Correct, perspective would explain on a flat earth the apparent setting of the sun. But perspective, no matter what, will not cast a shadow of a mountain on the underside of a cloud. It is physically impossible unless the sun ACTUALLY is lower than the clouds.

Yes.

In this scenario:



The sun would appear to be below the level of the cloud because of your perspective. But the shadow of the cloud cast by the sun's light will be angled downwards because the sun is physically above the level of the cloud. Shadow angle depends on the physical relationship between the light source and the object which the shadow is cast of, not anyone's perspective.

Correct, no matter how far away a 3000 mile high sun is, it will not break the plane so as to be able to cast upward underneath the clouds.

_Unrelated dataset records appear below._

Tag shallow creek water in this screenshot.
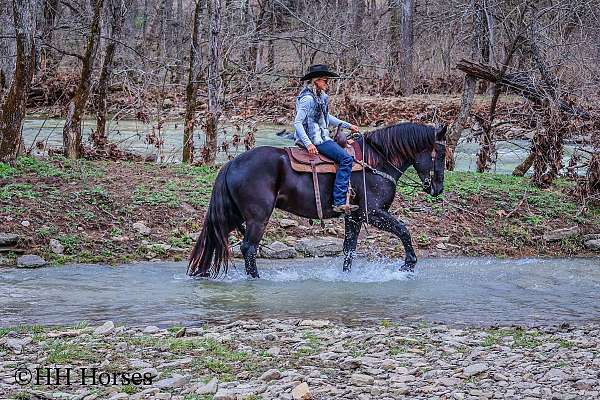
[0,258,600,326]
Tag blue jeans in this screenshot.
[317,140,353,207]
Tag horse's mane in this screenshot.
[364,122,435,168]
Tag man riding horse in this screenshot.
[294,64,358,213]
[187,65,446,278]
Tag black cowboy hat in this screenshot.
[301,64,339,81]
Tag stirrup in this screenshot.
[333,204,358,214]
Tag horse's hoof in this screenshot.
[400,263,415,273]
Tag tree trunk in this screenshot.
[92,0,132,149]
[400,0,415,96]
[446,75,477,171]
[0,0,16,94]
[63,0,104,159]
[477,30,521,172]
[182,0,204,163]
[40,0,60,68]
[203,0,221,165]
[446,0,481,171]
[513,151,535,176]
[0,0,38,163]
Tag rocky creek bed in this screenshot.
[0,319,600,400]
[0,157,600,267]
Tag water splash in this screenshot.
[209,257,415,283]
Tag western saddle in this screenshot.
[285,129,363,226]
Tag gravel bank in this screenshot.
[0,320,600,400]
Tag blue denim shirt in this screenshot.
[294,87,350,147]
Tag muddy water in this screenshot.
[0,258,600,326]
[23,119,573,174]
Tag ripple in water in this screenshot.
[186,257,415,283]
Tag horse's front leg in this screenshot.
[240,221,267,278]
[369,210,417,272]
[344,215,362,271]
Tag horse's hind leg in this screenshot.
[369,210,417,272]
[240,219,268,278]
[344,216,362,271]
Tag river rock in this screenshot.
[575,379,598,390]
[142,325,160,334]
[292,382,311,400]
[132,221,152,235]
[260,369,281,382]
[543,226,579,242]
[50,239,65,254]
[0,256,14,267]
[108,393,129,400]
[350,373,375,386]
[0,232,19,247]
[4,337,33,354]
[213,389,237,400]
[17,254,48,268]
[94,321,115,335]
[295,237,344,257]
[195,378,219,394]
[463,363,488,376]
[583,239,600,251]
[581,233,600,242]
[260,242,298,259]
[129,358,152,369]
[154,374,190,389]
[299,319,331,329]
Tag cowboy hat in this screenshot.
[300,64,339,81]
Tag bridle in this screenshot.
[425,140,446,188]
[353,133,446,189]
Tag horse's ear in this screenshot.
[435,125,448,141]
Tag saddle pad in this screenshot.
[285,146,362,174]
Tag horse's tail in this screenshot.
[187,162,242,278]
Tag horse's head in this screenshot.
[413,126,447,196]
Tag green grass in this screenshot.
[0,183,40,201]
[0,163,18,179]
[0,156,104,179]
[58,235,82,255]
[133,182,181,208]
[0,325,45,338]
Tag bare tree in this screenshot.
[92,0,132,148]
[0,0,15,94]
[446,0,482,171]
[203,0,222,165]
[182,0,205,163]
[63,0,104,159]
[400,0,415,96]
[0,0,38,163]
[40,0,60,68]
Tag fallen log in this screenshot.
[456,58,590,120]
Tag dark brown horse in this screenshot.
[187,123,446,278]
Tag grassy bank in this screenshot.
[0,157,600,264]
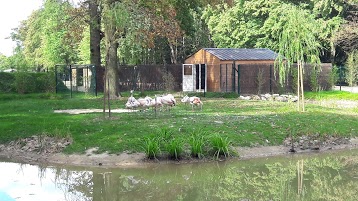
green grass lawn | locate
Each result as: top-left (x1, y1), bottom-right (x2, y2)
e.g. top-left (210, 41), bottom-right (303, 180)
top-left (0, 91), bottom-right (358, 153)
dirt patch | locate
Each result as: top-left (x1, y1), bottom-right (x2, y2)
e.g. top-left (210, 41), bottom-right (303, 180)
top-left (0, 136), bottom-right (358, 168)
top-left (54, 109), bottom-right (138, 114)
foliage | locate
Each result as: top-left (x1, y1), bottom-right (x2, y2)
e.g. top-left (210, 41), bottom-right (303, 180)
top-left (0, 72), bottom-right (16, 93)
top-left (15, 72), bottom-right (36, 94)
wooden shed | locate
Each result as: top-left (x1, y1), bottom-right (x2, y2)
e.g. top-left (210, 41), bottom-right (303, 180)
top-left (182, 48), bottom-right (277, 93)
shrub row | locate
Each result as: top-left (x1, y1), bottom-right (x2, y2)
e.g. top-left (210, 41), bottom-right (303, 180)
top-left (143, 130), bottom-right (234, 160)
top-left (0, 72), bottom-right (56, 94)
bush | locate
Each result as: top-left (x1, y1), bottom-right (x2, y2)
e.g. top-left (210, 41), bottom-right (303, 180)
top-left (15, 72), bottom-right (36, 94)
top-left (0, 72), bottom-right (16, 93)
top-left (35, 73), bottom-right (56, 93)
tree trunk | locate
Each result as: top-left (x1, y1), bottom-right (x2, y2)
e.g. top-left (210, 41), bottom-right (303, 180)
top-left (104, 1), bottom-right (119, 99)
top-left (88, 0), bottom-right (104, 91)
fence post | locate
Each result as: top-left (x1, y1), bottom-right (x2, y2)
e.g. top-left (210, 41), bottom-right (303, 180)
top-left (55, 65), bottom-right (58, 94)
top-left (270, 65), bottom-right (272, 94)
top-left (237, 64), bottom-right (241, 95)
top-left (69, 65), bottom-right (72, 98)
top-left (225, 64), bottom-right (227, 92)
top-left (219, 64), bottom-right (222, 92)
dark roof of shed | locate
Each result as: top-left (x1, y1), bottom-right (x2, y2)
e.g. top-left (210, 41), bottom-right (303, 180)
top-left (203, 48), bottom-right (277, 60)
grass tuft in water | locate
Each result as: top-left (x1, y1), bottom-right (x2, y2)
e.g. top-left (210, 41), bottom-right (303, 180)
top-left (189, 131), bottom-right (206, 158)
top-left (166, 138), bottom-right (184, 160)
top-left (210, 134), bottom-right (231, 159)
top-left (144, 137), bottom-right (160, 159)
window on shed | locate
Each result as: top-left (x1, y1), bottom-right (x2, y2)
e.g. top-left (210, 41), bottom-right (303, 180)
top-left (184, 65), bottom-right (193, 75)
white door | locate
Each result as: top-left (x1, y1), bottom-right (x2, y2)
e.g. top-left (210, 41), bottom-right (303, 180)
top-left (183, 64), bottom-right (196, 91)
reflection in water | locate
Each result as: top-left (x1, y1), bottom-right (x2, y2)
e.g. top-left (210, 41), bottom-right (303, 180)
top-left (0, 150), bottom-right (358, 201)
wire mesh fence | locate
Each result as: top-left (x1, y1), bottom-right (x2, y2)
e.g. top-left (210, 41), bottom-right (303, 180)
top-left (118, 64), bottom-right (183, 91)
top-left (218, 64), bottom-right (333, 94)
top-left (55, 65), bottom-right (97, 97)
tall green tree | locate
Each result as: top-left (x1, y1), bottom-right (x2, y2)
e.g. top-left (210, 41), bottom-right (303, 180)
top-left (275, 5), bottom-right (321, 112)
top-left (346, 50), bottom-right (358, 86)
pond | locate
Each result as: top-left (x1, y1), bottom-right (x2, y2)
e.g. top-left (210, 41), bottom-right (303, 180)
top-left (0, 150), bottom-right (358, 201)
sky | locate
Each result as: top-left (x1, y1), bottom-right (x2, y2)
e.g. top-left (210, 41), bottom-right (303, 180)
top-left (0, 0), bottom-right (78, 56)
top-left (0, 0), bottom-right (42, 56)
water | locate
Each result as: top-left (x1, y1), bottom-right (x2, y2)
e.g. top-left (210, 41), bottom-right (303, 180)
top-left (0, 150), bottom-right (358, 201)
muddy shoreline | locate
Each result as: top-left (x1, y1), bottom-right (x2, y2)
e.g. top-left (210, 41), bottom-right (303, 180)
top-left (0, 138), bottom-right (358, 168)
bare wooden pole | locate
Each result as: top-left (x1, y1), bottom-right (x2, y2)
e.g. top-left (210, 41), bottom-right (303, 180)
top-left (107, 74), bottom-right (111, 117)
top-left (103, 74), bottom-right (107, 117)
top-left (297, 61), bottom-right (301, 111)
top-left (300, 64), bottom-right (305, 112)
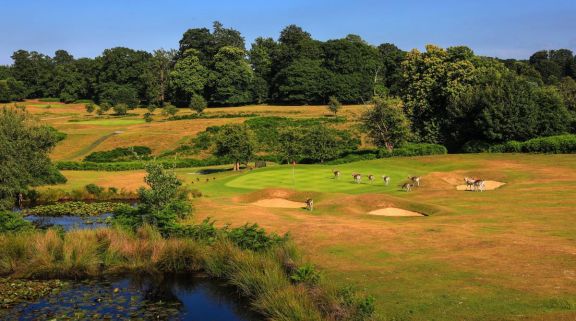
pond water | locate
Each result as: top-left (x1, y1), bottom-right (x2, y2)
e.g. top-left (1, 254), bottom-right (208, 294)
top-left (7, 275), bottom-right (264, 321)
top-left (24, 213), bottom-right (112, 231)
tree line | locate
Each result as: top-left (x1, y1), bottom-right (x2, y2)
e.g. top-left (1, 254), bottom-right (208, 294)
top-left (0, 22), bottom-right (576, 149)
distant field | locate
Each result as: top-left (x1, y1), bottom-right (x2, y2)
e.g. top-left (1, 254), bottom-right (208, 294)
top-left (12, 100), bottom-right (366, 160)
top-left (46, 154), bottom-right (576, 321)
top-left (27, 98), bottom-right (576, 321)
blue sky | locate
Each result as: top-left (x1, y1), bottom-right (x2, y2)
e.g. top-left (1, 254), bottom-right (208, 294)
top-left (0, 0), bottom-right (576, 64)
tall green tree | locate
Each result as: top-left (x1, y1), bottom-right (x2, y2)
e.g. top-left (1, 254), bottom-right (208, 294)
top-left (215, 124), bottom-right (256, 171)
top-left (0, 108), bottom-right (66, 210)
top-left (361, 97), bottom-right (410, 151)
top-left (210, 47), bottom-right (254, 105)
top-left (170, 49), bottom-right (208, 101)
top-left (146, 49), bottom-right (176, 106)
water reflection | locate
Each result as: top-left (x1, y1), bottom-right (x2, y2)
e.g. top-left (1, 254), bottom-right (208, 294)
top-left (7, 275), bottom-right (263, 321)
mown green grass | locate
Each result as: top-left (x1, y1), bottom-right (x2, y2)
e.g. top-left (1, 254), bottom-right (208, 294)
top-left (71, 119), bottom-right (145, 126)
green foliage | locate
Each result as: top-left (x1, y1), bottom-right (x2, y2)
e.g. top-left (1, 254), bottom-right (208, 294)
top-left (24, 202), bottom-right (125, 217)
top-left (378, 144), bottom-right (448, 158)
top-left (328, 96), bottom-right (342, 116)
top-left (290, 264), bottom-right (321, 286)
top-left (226, 224), bottom-right (286, 251)
top-left (0, 78), bottom-right (26, 102)
top-left (84, 146), bottom-right (152, 163)
top-left (162, 105), bottom-right (178, 117)
top-left (84, 183), bottom-right (104, 197)
top-left (56, 158), bottom-right (227, 172)
top-left (99, 83), bottom-right (140, 107)
top-left (362, 97), bottom-right (410, 151)
top-left (168, 112), bottom-right (258, 120)
top-left (113, 163), bottom-right (192, 235)
top-left (214, 125), bottom-right (256, 170)
top-left (0, 211), bottom-right (34, 234)
top-left (0, 108), bottom-right (66, 210)
top-left (38, 98), bottom-right (60, 103)
top-left (112, 103), bottom-right (128, 116)
top-left (210, 46), bottom-right (254, 105)
top-left (86, 103), bottom-right (96, 114)
top-left (190, 95), bottom-right (208, 114)
top-left (170, 49), bottom-right (208, 100)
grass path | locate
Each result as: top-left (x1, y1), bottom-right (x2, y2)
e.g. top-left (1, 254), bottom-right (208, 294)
top-left (67, 131), bottom-right (119, 159)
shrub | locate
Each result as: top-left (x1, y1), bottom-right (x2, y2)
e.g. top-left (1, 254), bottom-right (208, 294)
top-left (522, 135), bottom-right (576, 154)
top-left (378, 143), bottom-right (448, 158)
top-left (290, 264), bottom-right (320, 286)
top-left (0, 211), bottom-right (33, 233)
top-left (24, 202), bottom-right (129, 217)
top-left (112, 103), bottom-right (128, 116)
top-left (490, 135), bottom-right (576, 154)
top-left (489, 140), bottom-right (522, 153)
top-left (86, 103), bottom-right (96, 114)
top-left (226, 224), bottom-right (287, 251)
top-left (38, 98), bottom-right (60, 103)
top-left (190, 95), bottom-right (208, 114)
top-left (461, 140), bottom-right (490, 153)
top-left (84, 146), bottom-right (152, 163)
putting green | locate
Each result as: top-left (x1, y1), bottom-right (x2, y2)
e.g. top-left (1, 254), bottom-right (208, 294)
top-left (225, 160), bottom-right (425, 194)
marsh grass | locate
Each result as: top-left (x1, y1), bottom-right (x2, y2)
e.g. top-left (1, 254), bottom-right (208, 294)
top-left (0, 226), bottom-right (376, 321)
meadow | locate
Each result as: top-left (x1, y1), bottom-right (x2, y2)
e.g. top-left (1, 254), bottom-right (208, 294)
top-left (3, 102), bottom-right (576, 320)
top-left (46, 154), bottom-right (576, 320)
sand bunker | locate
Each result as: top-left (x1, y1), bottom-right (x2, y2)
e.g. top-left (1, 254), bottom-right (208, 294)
top-left (251, 198), bottom-right (306, 208)
top-left (456, 181), bottom-right (506, 191)
top-left (368, 207), bottom-right (425, 216)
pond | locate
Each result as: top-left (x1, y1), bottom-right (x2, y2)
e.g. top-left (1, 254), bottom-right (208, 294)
top-left (6, 274), bottom-right (264, 321)
top-left (24, 213), bottom-right (112, 231)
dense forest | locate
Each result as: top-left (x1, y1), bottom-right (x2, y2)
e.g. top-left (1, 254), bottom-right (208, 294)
top-left (0, 22), bottom-right (576, 149)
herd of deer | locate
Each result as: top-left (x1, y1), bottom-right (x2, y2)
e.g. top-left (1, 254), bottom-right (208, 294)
top-left (332, 170), bottom-right (485, 192)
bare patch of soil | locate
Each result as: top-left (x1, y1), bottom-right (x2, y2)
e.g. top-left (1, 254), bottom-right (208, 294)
top-left (368, 207), bottom-right (425, 217)
top-left (456, 181), bottom-right (506, 191)
top-left (251, 198), bottom-right (306, 208)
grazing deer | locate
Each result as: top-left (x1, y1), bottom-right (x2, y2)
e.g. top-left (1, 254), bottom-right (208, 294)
top-left (474, 179), bottom-right (486, 192)
top-left (332, 169), bottom-right (340, 179)
top-left (306, 198), bottom-right (314, 212)
top-left (402, 183), bottom-right (414, 192)
top-left (382, 175), bottom-right (390, 186)
top-left (408, 176), bottom-right (420, 187)
top-left (464, 177), bottom-right (476, 191)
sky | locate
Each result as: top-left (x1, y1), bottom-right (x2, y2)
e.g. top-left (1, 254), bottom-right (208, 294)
top-left (0, 0), bottom-right (576, 64)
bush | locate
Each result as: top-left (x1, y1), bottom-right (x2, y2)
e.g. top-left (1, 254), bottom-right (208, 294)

Same goes for this, no matter how far away a 3000 mile high sun is, it will not break the plane so as to be able to cast an upward shadow from a lower mountain to the top of the highest mountain on earth.

https://media.istockphoto.com/videos/mt-everest-at-sunset-video-id539252432

[Tom Bishop]

Prove that the perspective lines recede into infinity. I can equally draw a scene where the sun descends the eye line and the lands ascend to the eye line.

[WellRoundedIndividual]

Prove that the perspective lines recede into infinity. I can equally draw a scene where the sun descends the eye line and the lands ascend to the eye line.

Perspective has absolutely nothing to do with it. The physical location and the geometry of each object is what counts. Perspective does not change the fact that a sun that is supposedly 3000 miles above the earth's supposed flat surface cannot throw a shadow with "direct sunlight" of a mountain on the underside of a cloud. Stop throwing red herrings in here.

[stack]

Prove that the perspective lines recede into infinity. I can equally draw a scene where the sun descends the eye line and the lands ascend to the eye line.

I don't need to, irrelevant. What's relevant is that no matter how far away a 3000 mile high sun is, it will not break the plane so as to be able to cast an upward shadow from a lower mountain to the top of the highest mountain on earth.

Why don't you draw a scene showing what you claim yet is not observed?

[Tom Bishop]

Perspective lines meeting is observed. Look at a long straight line of railroad scene. The tracks appear to meet to perspective. There is zero evidence for your infinitely receding perspective lines idea.